Yemassee, South Carolina facts for kids
Yemassee, South Carolina
Location of Yemassee, South Carolina
|• Total||4.5 sq mi (11.7 km2)|
|• Land||4.5 sq mi (11.7 km2)|
|• Water||0 sq mi (0.0 km2)|
|Elevation||43 ft (13 m)|
|• Density||227.3/sq mi (87.8/km2)|
|Time zone||UTC-5 (Eastern (EST))|
|• Summer (DST)||UTC-4 (EDT)|
|GNIS feature ID||1227730|
Yemassee is a small Lowcountry town in Beaufort and Hampton counties in the U.S. state of South Carolina. The population was 1,027 at the 2010 census. Yemassee is also very near the borders of Colleton and Jasper counties and is often considered to be the geographical center or heart of the Lowcountry region. The town is divided by the county line between Beaufort and Hampton counties, which follows the roadbed of the CSX railroad. Most of the town's population presently lies within Hampton County (as of 2006). As defined by the U.S. Census Bureau, the Beaufort County portion of Yemassee is included within the Hilton Head Island-Bluffton-Beaufort, SC Metropolitan Statistical Area. Yemassee hosts one of the few commercial breeding facilities of non-human primates in the entire United States (Alpha Genesis, Inc.). Also, the Frank Lloyd Wright-designed Auldbrass Plantation house and outbuildings lie just outside the town limits of Yemassee.
The town takes its name from the Native American tribe of the same name, the Yamasee, which was the most important Indian ally of South Carolina until the Yamasee War of 1715. The first attack that began the Yamasee War occurred in the Yamasee town of Pocotaligo, today part of the town of Yemassee.
The site of the present town is surrounded by both Revolutionary and Civil War sites. The remains of Civil War field fortifications can be observed along U.S. 21 and 17A between Yemassee and Pocotaligo (that section of highway is now a part of Yemassee, as the town has now greatly expanded into Beaufort County [as of 2006]). As of 2006 there is a building boom underway in and around Yemassee. The rural aspect of Yemassee is now (as of 2006) beginning to disappear with the construction of large numbers of new homes and very large housing developments in the area.
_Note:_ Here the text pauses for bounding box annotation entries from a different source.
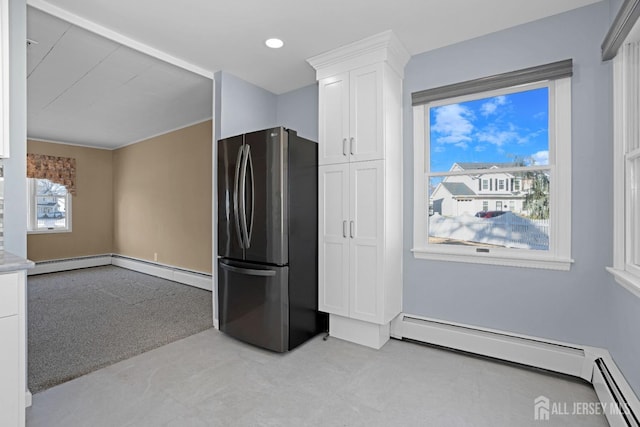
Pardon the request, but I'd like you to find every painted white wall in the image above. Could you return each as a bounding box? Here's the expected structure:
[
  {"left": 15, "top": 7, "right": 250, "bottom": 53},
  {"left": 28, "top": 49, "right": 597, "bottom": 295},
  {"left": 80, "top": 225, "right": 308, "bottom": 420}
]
[
  {"left": 403, "top": 2, "right": 640, "bottom": 393},
  {"left": 4, "top": 0, "right": 27, "bottom": 258}
]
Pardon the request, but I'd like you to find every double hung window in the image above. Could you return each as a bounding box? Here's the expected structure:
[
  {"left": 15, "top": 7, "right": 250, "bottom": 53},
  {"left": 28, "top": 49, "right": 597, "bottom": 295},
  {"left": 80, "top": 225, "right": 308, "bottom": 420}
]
[
  {"left": 413, "top": 60, "right": 572, "bottom": 270},
  {"left": 27, "top": 178, "right": 71, "bottom": 233}
]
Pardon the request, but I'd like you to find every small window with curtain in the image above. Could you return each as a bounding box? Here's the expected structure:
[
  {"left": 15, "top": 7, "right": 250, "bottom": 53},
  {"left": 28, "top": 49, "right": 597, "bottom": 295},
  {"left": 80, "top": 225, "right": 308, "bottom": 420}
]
[
  {"left": 27, "top": 153, "right": 76, "bottom": 233},
  {"left": 412, "top": 60, "right": 572, "bottom": 270}
]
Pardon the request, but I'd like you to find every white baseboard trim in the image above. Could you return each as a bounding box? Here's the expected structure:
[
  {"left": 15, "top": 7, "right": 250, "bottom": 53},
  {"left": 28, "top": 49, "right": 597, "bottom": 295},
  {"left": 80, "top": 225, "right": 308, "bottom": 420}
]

William Gilmore Simms published a novel, The Yemassee: A Romance of Carolina, in the nineteenth century, and the University of South Carolina in Columbia publishes a literary journal named Yemassee.
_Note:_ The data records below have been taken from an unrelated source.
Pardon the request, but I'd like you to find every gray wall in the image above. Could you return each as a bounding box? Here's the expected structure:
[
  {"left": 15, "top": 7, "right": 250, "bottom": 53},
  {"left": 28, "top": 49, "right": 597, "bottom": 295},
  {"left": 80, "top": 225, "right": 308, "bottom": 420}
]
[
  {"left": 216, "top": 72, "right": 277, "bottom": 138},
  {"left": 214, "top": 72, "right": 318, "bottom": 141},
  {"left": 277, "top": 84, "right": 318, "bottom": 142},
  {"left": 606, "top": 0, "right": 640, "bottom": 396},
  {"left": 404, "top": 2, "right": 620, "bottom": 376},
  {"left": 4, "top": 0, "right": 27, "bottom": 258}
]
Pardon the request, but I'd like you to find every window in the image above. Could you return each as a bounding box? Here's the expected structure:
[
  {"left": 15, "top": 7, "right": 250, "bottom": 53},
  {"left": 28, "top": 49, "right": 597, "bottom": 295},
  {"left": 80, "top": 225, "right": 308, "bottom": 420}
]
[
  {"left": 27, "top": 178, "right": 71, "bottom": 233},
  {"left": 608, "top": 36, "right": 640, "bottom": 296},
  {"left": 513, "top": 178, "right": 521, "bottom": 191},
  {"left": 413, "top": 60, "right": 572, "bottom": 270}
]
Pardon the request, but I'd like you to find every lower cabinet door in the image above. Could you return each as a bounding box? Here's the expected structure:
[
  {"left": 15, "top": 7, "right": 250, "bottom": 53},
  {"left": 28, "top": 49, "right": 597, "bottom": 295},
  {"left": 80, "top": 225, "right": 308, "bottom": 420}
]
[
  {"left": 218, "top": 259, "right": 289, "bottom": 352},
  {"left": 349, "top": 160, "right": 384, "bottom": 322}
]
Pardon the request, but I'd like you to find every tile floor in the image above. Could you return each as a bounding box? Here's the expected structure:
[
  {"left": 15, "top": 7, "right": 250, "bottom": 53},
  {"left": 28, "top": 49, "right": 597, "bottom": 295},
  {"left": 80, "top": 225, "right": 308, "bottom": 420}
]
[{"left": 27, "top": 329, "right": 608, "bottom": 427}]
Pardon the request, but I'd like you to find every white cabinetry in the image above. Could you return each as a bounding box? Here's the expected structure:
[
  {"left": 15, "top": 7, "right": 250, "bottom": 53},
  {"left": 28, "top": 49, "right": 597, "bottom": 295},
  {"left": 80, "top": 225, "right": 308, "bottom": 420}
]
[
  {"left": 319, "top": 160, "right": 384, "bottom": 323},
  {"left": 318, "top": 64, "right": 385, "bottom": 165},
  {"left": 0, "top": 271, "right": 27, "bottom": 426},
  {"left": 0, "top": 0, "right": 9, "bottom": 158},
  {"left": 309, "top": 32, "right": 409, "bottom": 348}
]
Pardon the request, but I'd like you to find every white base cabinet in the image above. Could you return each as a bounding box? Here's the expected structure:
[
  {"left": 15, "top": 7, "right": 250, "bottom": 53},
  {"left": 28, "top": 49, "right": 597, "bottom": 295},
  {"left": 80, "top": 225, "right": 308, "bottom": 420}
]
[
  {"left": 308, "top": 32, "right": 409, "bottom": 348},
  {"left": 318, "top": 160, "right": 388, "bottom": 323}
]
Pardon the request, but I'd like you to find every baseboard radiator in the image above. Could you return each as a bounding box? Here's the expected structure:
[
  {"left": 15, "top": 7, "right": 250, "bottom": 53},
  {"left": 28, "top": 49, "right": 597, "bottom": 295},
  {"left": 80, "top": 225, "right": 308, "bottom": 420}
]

The Yemassee Train Depot was the final stop for Marine Corps Inductees to Parris Island for
Yemassee is located at(32.694771, -80.853091).
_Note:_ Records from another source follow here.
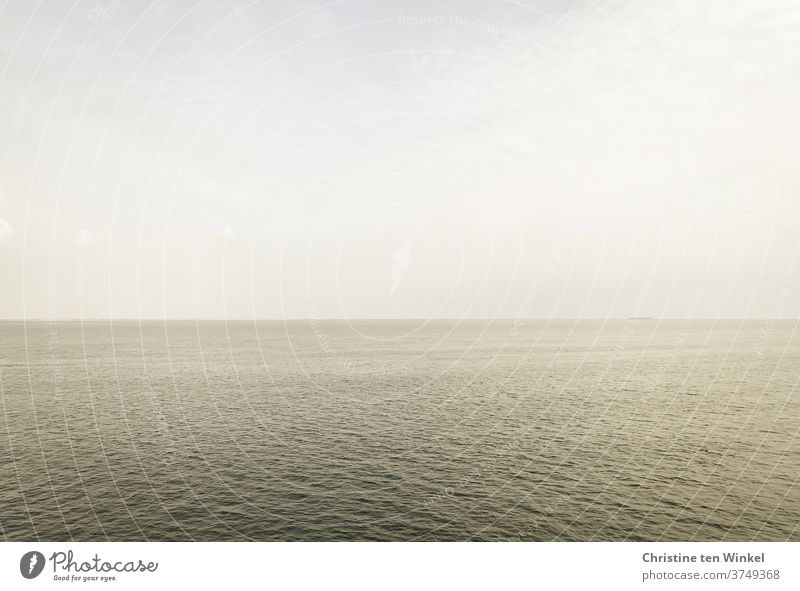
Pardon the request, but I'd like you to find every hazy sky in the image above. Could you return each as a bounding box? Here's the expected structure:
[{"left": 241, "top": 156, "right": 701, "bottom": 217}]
[{"left": 0, "top": 0, "right": 800, "bottom": 318}]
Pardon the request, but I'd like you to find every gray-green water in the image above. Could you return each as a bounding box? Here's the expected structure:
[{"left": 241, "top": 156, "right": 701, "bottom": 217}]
[{"left": 0, "top": 320, "right": 800, "bottom": 540}]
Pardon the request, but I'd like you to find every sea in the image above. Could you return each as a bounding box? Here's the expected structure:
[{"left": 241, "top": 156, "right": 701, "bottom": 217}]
[{"left": 0, "top": 319, "right": 800, "bottom": 541}]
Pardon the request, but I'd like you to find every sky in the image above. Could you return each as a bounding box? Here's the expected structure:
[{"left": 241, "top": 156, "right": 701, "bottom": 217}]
[{"left": 0, "top": 0, "right": 800, "bottom": 320}]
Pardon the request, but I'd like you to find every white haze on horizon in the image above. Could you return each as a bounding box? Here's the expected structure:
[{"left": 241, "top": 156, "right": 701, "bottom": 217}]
[{"left": 0, "top": 0, "right": 800, "bottom": 318}]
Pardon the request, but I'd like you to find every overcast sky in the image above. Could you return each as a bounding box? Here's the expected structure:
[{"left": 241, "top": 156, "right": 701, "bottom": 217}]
[{"left": 0, "top": 0, "right": 800, "bottom": 318}]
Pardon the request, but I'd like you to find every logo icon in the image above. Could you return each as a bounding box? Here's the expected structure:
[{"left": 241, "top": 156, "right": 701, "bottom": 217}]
[{"left": 19, "top": 550, "right": 45, "bottom": 579}]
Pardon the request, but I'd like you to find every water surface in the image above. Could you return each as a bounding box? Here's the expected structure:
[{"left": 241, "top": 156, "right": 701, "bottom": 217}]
[{"left": 0, "top": 320, "right": 800, "bottom": 541}]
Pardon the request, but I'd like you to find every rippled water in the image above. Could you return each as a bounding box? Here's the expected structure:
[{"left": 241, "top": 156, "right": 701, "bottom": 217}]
[{"left": 0, "top": 320, "right": 800, "bottom": 540}]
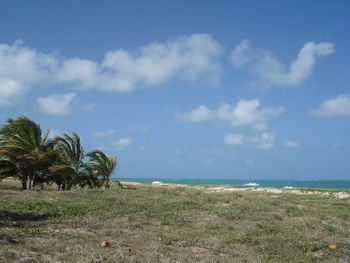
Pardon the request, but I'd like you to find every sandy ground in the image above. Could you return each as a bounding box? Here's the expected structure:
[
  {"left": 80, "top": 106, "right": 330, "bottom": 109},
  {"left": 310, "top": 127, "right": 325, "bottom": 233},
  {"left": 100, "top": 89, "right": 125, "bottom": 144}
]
[{"left": 121, "top": 182, "right": 350, "bottom": 199}]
According to the United States Census Bureau, the town has a total area of 4.5 square miles (11.7 km2), all land.
|U.S. Decennial Census|
As of the census of 2000, there were 807 people, 323 households, and 208 families residing in the town. The population density was 179.7 people per square mile (69.4/km²). There were 378 housing units at an average density of 84.2 per square mile (32.5/km²). The racial makeup of the town was 43.25% White, 55.39% African American, 0.62% Asian, and 0.74% from two or more races. Hispanic or Latino of any race were 0.87% of the population.
There were 323 households out of which 34.1% had children under the age of 18 living with them, 35.3% were married couples living together, 24.8% had a female householder with no husband present, and 35.3% were non-families. 31.6% of all households were made up of individuals and 17.3% had someone living alone who was 65 years of age or older. The average household size was 2.46 and the average family size was 3.12.
In the town, the population was spread out with 31.0% under the age of 18, 8.2% from 18 to 24, 26.0% from 25 to 44, 17.3% from 45 to 64, and 17.5% who were 65 years of age or older. The median age was 33 years. For every 100 females there were 80.5 males. For every 100 females age 18 and over, there were 73.0 males.
The median income for a household in the town was $24,868, and the median income for a family was $31,429. Males had a median income of $31,944 versus $19,375 for females. The per capita income for the town was $14,186. About 22.2% of families and 22.9% of the population were below the poverty line, including 24.7% of those under age 18 and 20.3% of those age 65 or over.
Yemassee is accessible from three exits along Interstate 95 (exits 33, 38 and 42), which runs to the west of the town limits. Alternate U.S. Highway 17 and U.S. Highway 21 run through the town. S.C. Highway 68 connects Yemassee with other communities in Hampton County, including Varnville and Hampton. The town is also home to an Amtrak station, which serves as the principal rail access point for the Lowcountry region.